Computational and Synthetic approach with Biological Evaluation of Substituted Quinoline derivatives as small molecule L858R/T790M/C797S triple mutant EGFR inhibitors targeting resistance in Non-Small Cell Lung Cancer (NSCLC)

Abstract

New substituted quinoline derivatives were designed and synthesized via a five-step modified Suzuki coupling reaction. A comparative molecular docking study was carried out on two different types of EGFR enzymes which include wild-type (PDB: 4I23) and T790M mutated (PDB: 2JIV) respectively. Compounds were also validated upon T790M/C797S mutated (PDB ID: 5D41) EGFR enzyme at the allosteric binding site. All docking studies confirmed high potency and flexibility towards wild type as well as a mutated enzyme.
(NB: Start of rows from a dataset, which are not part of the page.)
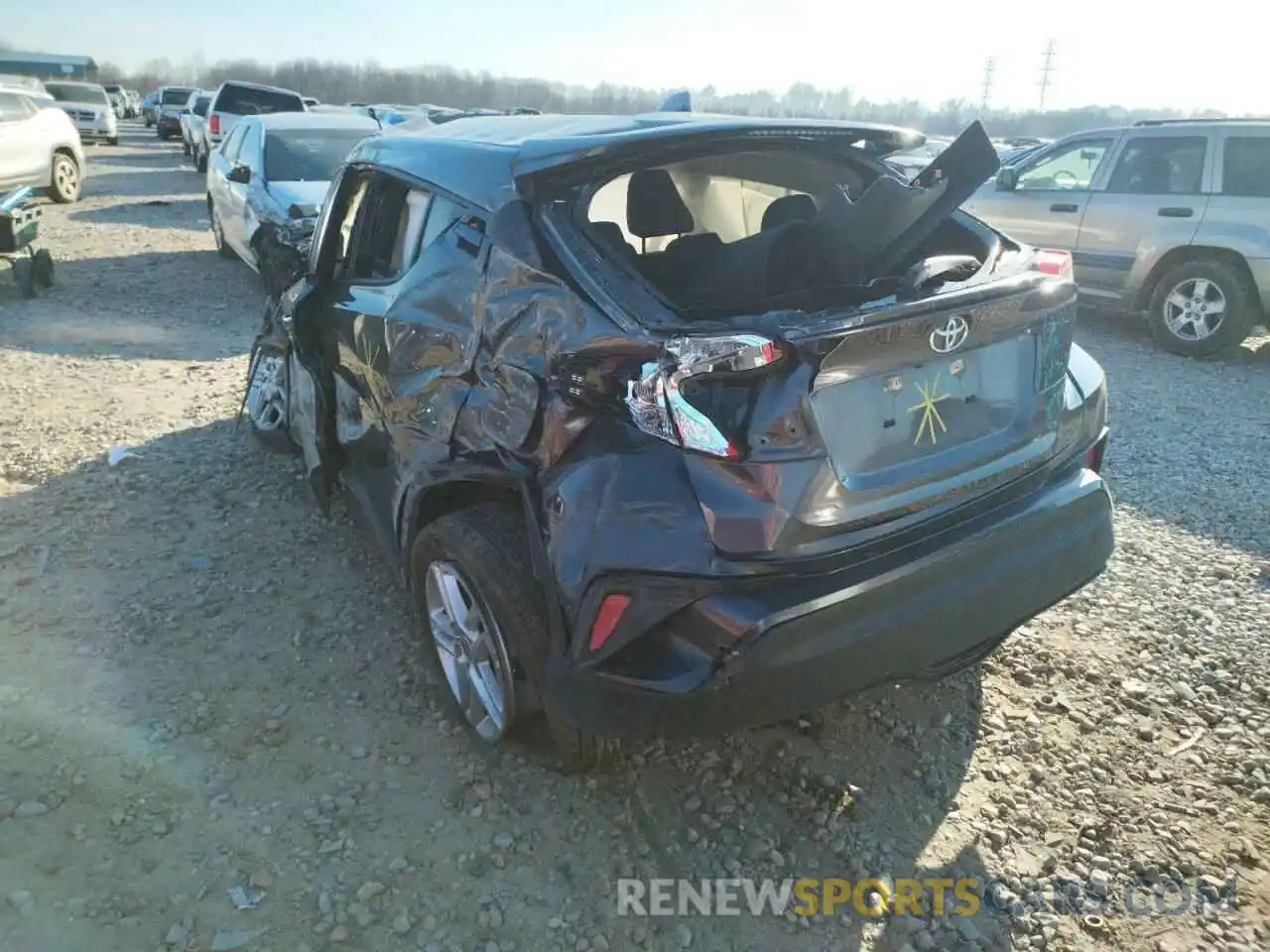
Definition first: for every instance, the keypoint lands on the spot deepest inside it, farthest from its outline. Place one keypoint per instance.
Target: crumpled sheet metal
(281, 249)
(467, 359)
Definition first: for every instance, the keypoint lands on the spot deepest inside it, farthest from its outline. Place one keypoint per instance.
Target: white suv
(89, 108)
(39, 148)
(235, 99)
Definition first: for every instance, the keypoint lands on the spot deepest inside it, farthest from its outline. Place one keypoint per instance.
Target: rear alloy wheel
(471, 651)
(1202, 308)
(64, 178)
(486, 626)
(267, 402)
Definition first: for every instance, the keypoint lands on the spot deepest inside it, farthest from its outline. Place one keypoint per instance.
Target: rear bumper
(802, 642)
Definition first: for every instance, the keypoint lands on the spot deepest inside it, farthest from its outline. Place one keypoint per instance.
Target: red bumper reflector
(611, 611)
(1053, 262)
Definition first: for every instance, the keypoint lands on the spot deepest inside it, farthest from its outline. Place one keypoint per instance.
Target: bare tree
(443, 85)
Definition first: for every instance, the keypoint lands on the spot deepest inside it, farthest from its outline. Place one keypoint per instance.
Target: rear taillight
(1052, 262)
(657, 402)
(1095, 454)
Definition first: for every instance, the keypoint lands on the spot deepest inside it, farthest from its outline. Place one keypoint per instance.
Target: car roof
(476, 158)
(277, 122)
(249, 84)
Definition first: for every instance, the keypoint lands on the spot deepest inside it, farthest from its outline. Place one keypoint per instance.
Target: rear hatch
(942, 400)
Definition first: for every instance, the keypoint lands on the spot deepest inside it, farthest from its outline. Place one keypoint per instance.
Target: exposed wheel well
(1192, 253)
(67, 153)
(451, 497)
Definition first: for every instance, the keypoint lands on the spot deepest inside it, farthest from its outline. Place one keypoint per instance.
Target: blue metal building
(49, 66)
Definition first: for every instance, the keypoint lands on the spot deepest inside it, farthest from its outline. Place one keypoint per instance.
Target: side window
(1246, 168)
(1070, 168)
(249, 151)
(444, 214)
(1153, 166)
(230, 146)
(379, 234)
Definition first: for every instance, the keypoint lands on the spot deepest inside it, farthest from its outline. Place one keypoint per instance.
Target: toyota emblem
(949, 336)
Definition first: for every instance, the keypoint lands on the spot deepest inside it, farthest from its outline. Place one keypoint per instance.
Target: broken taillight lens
(1053, 262)
(657, 403)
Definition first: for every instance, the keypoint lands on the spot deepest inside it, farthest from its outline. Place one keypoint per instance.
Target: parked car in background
(876, 460)
(168, 108)
(89, 108)
(276, 168)
(235, 99)
(40, 146)
(117, 99)
(193, 119)
(1165, 217)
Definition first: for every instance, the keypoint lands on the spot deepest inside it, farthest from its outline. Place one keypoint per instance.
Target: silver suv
(1167, 217)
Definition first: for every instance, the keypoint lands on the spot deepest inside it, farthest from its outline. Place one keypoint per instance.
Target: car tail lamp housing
(606, 620)
(1095, 454)
(657, 403)
(1049, 261)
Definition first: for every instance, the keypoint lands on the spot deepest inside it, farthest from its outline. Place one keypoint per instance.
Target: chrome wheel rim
(1194, 308)
(471, 651)
(267, 394)
(64, 178)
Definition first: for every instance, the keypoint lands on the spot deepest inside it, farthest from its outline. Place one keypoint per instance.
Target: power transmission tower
(1047, 68)
(989, 67)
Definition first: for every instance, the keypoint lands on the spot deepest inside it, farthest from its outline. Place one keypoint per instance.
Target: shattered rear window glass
(308, 155)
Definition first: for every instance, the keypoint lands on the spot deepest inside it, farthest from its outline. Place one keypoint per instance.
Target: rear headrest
(608, 231)
(788, 208)
(611, 234)
(654, 207)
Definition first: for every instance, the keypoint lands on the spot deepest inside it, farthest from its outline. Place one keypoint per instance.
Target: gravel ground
(206, 685)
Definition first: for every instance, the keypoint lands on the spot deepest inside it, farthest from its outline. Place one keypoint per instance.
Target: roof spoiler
(679, 102)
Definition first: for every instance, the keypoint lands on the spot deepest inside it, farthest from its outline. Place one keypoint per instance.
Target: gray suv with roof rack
(235, 99)
(1165, 217)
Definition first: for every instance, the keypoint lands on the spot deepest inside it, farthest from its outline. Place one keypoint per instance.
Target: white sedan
(276, 168)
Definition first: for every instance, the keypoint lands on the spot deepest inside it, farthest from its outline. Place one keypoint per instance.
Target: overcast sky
(1160, 55)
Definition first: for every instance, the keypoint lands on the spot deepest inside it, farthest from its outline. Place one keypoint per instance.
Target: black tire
(42, 268)
(1241, 313)
(488, 544)
(222, 249)
(64, 179)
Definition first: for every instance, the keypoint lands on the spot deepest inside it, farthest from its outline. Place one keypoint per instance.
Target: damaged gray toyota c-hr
(680, 422)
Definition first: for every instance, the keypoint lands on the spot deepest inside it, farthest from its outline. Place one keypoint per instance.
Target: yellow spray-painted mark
(930, 412)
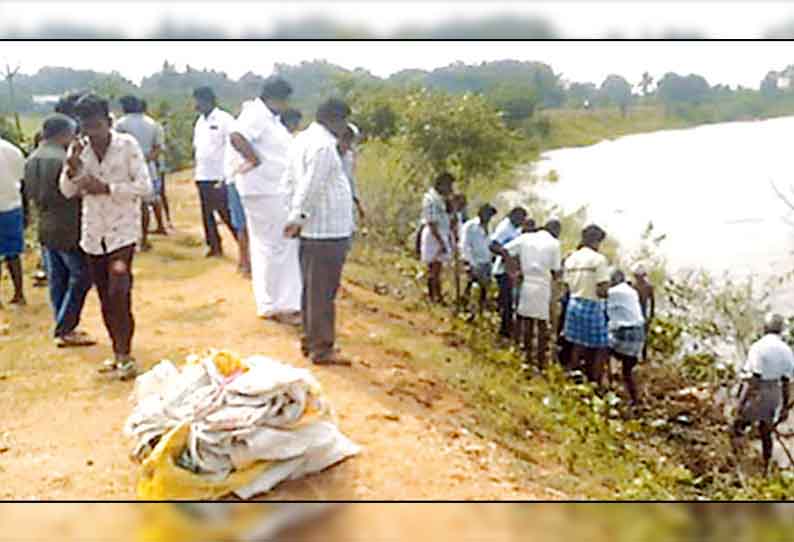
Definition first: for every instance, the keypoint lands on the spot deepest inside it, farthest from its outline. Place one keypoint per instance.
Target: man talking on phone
(108, 170)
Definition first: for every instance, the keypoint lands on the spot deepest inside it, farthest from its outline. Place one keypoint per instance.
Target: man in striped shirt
(321, 215)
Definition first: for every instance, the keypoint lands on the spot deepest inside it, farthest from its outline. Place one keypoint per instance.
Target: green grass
(564, 436)
(577, 128)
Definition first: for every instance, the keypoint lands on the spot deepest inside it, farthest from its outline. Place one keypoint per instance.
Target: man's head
(617, 277)
(459, 202)
(205, 100)
(486, 212)
(65, 105)
(291, 119)
(333, 115)
(593, 236)
(517, 216)
(94, 114)
(554, 227)
(443, 183)
(639, 271)
(275, 93)
(59, 130)
(774, 323)
(130, 104)
(347, 138)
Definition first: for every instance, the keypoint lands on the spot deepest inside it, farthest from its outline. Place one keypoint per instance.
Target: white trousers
(275, 268)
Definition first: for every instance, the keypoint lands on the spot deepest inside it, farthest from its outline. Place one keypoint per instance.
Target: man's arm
(25, 204)
(784, 412)
(241, 145)
(308, 185)
(140, 184)
(652, 304)
(602, 290)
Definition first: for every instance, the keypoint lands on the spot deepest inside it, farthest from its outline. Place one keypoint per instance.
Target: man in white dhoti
(263, 142)
(539, 259)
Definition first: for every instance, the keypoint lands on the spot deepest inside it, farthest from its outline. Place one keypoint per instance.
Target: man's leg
(208, 218)
(504, 301)
(307, 279)
(467, 293)
(164, 199)
(597, 361)
(576, 353)
(434, 282)
(645, 346)
(158, 215)
(15, 268)
(628, 364)
(78, 285)
(119, 293)
(484, 284)
(98, 267)
(543, 343)
(145, 219)
(221, 206)
(766, 429)
(325, 260)
(244, 251)
(529, 341)
(58, 284)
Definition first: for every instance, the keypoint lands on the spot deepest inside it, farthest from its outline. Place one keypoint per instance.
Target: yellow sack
(163, 480)
(170, 523)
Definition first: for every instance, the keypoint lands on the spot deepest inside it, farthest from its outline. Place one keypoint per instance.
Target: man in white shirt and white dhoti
(539, 257)
(767, 373)
(626, 326)
(321, 216)
(475, 249)
(264, 143)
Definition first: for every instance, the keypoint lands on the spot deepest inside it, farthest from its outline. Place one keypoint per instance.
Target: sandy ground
(345, 523)
(61, 423)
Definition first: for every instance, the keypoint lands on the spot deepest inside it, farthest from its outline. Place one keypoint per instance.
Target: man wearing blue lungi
(586, 273)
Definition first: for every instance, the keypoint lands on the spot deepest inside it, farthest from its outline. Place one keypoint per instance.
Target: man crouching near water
(768, 370)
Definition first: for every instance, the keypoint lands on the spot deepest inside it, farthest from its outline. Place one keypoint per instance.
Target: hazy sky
(727, 63)
(717, 19)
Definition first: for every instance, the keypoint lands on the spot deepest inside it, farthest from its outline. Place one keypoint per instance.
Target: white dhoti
(535, 298)
(275, 268)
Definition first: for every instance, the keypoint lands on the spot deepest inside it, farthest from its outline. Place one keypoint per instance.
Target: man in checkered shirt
(321, 215)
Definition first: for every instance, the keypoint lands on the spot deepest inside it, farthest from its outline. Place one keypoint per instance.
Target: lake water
(708, 188)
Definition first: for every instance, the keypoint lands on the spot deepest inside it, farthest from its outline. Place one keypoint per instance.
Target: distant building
(46, 100)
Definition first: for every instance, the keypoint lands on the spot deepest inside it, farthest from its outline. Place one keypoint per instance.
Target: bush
(178, 122)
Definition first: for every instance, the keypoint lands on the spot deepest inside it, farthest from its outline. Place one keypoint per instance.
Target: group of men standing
(288, 198)
(598, 314)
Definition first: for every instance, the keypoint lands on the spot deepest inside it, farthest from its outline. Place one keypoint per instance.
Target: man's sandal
(127, 370)
(333, 359)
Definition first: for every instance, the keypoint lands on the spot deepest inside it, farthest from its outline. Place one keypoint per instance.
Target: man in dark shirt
(59, 230)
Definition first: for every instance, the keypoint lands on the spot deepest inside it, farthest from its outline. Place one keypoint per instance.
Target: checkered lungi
(760, 401)
(628, 341)
(586, 323)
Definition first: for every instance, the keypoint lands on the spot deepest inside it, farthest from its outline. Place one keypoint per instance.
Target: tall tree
(616, 90)
(645, 83)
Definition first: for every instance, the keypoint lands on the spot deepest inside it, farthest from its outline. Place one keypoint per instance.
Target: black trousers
(321, 266)
(505, 305)
(214, 199)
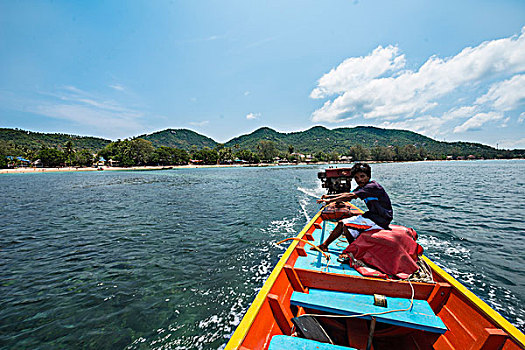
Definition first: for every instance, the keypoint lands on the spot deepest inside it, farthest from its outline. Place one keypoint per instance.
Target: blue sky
(451, 70)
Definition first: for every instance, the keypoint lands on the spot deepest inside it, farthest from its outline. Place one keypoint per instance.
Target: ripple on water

Anticancer activity of the synthesized derivatives was examined against HCC827, H1975 (L858R/T790M/C797S and L858R/T790M), A549, and HT-29 cell lines by standard MTT assay. Most of the quinoline derivatives revealed a significant cytotoxic effect. The IC50 values of 4-(4-methylquinolin-2-yl)phenyl 4-(chloromethyl)benzoate (5j) were found to be 0.0042 µM, 0.02 µM, 1.91 µM, 3.82 µM and 3.67 µM while IC50 values of osimertinib were 0.0040 µM, 0.02 µM, ND, 0.99 µM and 1.22 µM, respectively. Compound 5j has shownexcellent inhibitory activities against EGFR kinases triple mutant with IC 50 value 1.91 µM. It was observed that, compared to H1975, A549 and A431 cell lines, synthesized compounds significantly inhibited proliferation of the HCC827 cell line. These data suggested that synthesized compounds showed promising selective anticancer activity against tumor cells harboring EGFR Del E746-A750. The potency of compound 5j was compared through molecular dynamic simulations andan insilicoADMET study. QSAR models were generated and the best model was correctly compared with respect to predicted and observed activity of compounds. The built model will assist to design, refine and construct novel substituted quinoline derivatives as potent EGFR inhibitors in near future.